It’s the year 2067. The effects of climate change have ravaged the earth to the point that all plant life has become extinct, consequently resulting in a global oxygen shortage that is rapidly killing humanity. In a grimy Blade Runner-esque city, a message is received from a time machine that requests unremarkable everyman Ethan Whyte (Kodi Smit-McPhee) be transported 400 years into the future in the hope that he’ll be able to find the means to save the world from destruction. However, upon arrival Ethan is met by his own skeletal remains as a larger mystery reveals itself.

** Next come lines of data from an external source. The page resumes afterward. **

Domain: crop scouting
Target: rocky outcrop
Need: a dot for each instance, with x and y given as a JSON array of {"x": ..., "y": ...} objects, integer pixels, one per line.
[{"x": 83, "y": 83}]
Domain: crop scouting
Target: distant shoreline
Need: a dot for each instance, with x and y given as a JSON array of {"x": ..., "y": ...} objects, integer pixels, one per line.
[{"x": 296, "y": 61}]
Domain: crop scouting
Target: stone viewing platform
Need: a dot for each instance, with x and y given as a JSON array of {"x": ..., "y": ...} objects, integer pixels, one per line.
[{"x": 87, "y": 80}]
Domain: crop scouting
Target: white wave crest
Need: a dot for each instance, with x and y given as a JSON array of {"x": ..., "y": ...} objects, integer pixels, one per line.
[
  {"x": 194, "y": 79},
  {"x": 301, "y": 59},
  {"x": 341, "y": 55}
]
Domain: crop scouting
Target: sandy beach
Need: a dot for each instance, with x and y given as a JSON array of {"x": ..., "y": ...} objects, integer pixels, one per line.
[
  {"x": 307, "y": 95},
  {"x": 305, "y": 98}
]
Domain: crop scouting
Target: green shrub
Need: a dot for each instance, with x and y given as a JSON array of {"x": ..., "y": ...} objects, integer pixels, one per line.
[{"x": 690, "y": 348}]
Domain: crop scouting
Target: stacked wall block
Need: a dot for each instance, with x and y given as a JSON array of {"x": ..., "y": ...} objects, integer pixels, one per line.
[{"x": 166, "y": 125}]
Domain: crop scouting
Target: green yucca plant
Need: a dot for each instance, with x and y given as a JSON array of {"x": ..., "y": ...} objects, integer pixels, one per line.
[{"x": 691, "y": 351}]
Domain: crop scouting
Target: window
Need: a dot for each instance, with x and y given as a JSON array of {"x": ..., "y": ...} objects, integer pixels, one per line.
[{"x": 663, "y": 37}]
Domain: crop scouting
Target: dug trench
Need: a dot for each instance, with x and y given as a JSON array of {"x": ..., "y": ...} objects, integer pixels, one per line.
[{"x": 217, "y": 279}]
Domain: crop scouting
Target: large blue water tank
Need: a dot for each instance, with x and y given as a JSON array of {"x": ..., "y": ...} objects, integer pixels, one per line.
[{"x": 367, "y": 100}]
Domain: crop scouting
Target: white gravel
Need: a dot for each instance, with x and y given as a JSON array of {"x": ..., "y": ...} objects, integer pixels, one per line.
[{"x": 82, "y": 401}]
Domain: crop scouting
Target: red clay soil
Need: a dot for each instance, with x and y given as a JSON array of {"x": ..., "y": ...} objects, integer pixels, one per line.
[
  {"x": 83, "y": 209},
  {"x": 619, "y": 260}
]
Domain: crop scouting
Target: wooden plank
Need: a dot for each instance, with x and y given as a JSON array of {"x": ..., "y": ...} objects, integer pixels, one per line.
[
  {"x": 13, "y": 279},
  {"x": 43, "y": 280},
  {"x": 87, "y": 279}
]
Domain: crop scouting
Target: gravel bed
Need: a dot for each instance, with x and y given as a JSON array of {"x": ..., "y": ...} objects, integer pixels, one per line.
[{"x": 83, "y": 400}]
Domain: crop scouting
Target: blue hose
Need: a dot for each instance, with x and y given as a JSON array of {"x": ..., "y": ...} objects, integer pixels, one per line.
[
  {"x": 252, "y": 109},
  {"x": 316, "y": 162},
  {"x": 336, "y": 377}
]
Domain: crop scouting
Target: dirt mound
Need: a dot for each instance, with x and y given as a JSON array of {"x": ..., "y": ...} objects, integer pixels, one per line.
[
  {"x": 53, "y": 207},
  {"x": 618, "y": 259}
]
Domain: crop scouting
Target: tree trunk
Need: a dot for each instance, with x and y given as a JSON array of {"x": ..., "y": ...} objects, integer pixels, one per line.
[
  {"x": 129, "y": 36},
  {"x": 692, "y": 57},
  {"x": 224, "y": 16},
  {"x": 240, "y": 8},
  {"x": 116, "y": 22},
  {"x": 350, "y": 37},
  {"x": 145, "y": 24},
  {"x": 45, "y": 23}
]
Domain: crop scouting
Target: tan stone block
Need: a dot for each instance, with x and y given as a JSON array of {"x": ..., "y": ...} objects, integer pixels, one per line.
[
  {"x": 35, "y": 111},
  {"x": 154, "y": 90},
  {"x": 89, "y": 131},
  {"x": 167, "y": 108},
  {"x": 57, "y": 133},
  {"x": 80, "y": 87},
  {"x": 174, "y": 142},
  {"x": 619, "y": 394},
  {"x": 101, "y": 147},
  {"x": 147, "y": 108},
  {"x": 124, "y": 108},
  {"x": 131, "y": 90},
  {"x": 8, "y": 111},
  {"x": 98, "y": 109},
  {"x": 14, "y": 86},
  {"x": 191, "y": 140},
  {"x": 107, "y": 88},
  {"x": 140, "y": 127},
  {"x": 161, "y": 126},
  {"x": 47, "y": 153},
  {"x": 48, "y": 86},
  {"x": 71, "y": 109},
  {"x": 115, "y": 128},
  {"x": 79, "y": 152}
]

Despite all its technical flair and visual excitement though, director Seth Larney’s Chronical: 2067 ultimately proves that spectacle alone doesn’t equate to engaging or interesting storytelling. Rather, the former VFX artist’s latest feature is a joyless and generic affair. From the predictable beat-by-beat delivery of this cautionary environmental tale and the many throw-away platitudes that only pay lip service to broader eco-philosophical and existential themes, to the set and costume designs which look like they could’ve been taken from any other unimaginative sci-fi flick, every aspect of the picture is bursting with cliches from the genre. Despite the rather unique way his movie presents these all-too-familiar tropes, Larney is unable to bring anything new to the table to make this time travel trip worth the audience’s trouble.
Even if the lines did contain an anchor of originality for viewers to hang onto, McPhee’s performance isn’t able to carry the weight of the film’s ambition. When he’s not awkwardly mumbling or dramatically sobbing, he (as well as those he shares the screen with) gives the impression that he could not be more detached from the situation at hand. How can observers be expected to care whether Ethan succeeds in his mission of saving the world if he himself doesn’t? It’s nearly impossible.
Although the initial setup of the central mystery shows promise, the script quickly strips away any excitement thanks to lazy and inconsistent writing. Narrative conflicts are treated as minor inconveniences that are easily resolved within moments; none of which matters in the long run when one can see the narrative’s trajectory long before it happens – including a groan-inducing final twist.
Larney’s indie sci-fi flick may have technically impressive visuals on its side, but these don’t come close to amending for its numerous other shortcomings.